Supreme Court Looks|at DNA Testing Case

     WASHINGTON (CN) – A case argued before the Supreme Court Wednesday asks the justices to determine whether an inmate seeking DNA evidence can sue under federal civil rights law or whether his only relief is under habeas law.




     Texas death row inmate Hank Skinner, who was convicted of murdering his girlfriend and her two sons in 1993, says he was denied due process by state officials who refused to turn over DNA evidence.
     Texas and lower federal courts said Skinner gave up his chance by making a strategic choice with his lawyer not to request testing before trial.
     “He wants the DNA,” Justice Stephen Breyer said. “He thinks it’s going to be exculpatory. He doesn’t know that till he gets it.”
     Skinner escaped execution in March, by less than an hour, when the Supreme Court granted a stay in his case.
     The attorney for Texas, Gregory Coleman, said Skinner’s avenue for relief was a habeas petition, not a civil rights action.
     But the justices said habeas law requires that exculpatory evidence show that a petitioner is not guilty, and Skinner never said that the evidence would “necessarily” exonerate him.

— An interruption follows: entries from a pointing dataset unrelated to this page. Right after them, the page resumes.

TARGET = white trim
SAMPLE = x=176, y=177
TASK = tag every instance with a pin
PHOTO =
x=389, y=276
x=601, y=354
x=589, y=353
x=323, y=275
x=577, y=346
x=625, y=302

     “He says exculpatory evidence could demonstrate that he is not guilty,” Chief Justice John Roberts said. “There is a lot of exculpatory evidence that simply is helpful and doesn’t mean it will demonstrate. He says it could.”
     Breyer pointed to Justice Antonin Scalia’s concurring opinion in the 2005 Supreme Court decision Wilkinson v. Dotson.
     “Dotson says that you go into habeas if winning — i.e., getting the DNA — would necessarily spell speedier release,” he said. “End of the matter.”
     Justice Elena Kagan said the evidence had to imply an invalid conviction or secure an earlier release, “and either you think that your case fits one of those or both of those standards, or you are asking us to abandon that standard.”
     Breyer said the concern was that if Texas won, “all kinds of things will be stuffed into habeas which don’t belong there.”
     Justice Ruth Bader Ginsburg said Texas was asking for a modification of the Dotson formula, which states that a habeas petition “would necessarily demonstrate the invalidity of the conviction or sentence,” because Skinner was saying the DNA evidence “may not demonstrate it at all.” She asked what that “precise modification” would be.
     Coleman said Skinner’s petition seeking to invalidate his conviction falls under habeas and “comfortably fits” the decisions made by the courts in Texas.
     Justice Sonia Sotomayor asked what Skinner’s habeas petition would look like, since habeas can only be brought on the ground that he is in custody in violation of federal law.
     “Tell me how he can write a complaint that says the due process violation of access to DNA, means that this defendant is in custody in violation of federal law as opposed to having had a statutory right improperly denied him,” Sotomayor said. “Tell me, how does he write that complaint to get into habeas?”
     Coleman said Skinner’s claim fit into habeas because he believed he received ineffective assistance of counsel.
     Skinner’s attorney, Robert Owen, argued that the Texas statute, which lays out the conditions under which a petitioner can seek DNA evidence, was unconstitutional as construed by the state court.
     “It interpreted this as a blanket prescription on seeking testing for anybody who didn’t seek it prior to trial,” Owen said, without a provision for an exception.
     “It’s their statute,” Scalia said. “We don’t reinterpret state statutes because the state supreme court interpreted it strangely. It seems to me you are either challenging the statute or — or you don’t belong here.”
     The case is 09-9000, Skinner v. Switzer.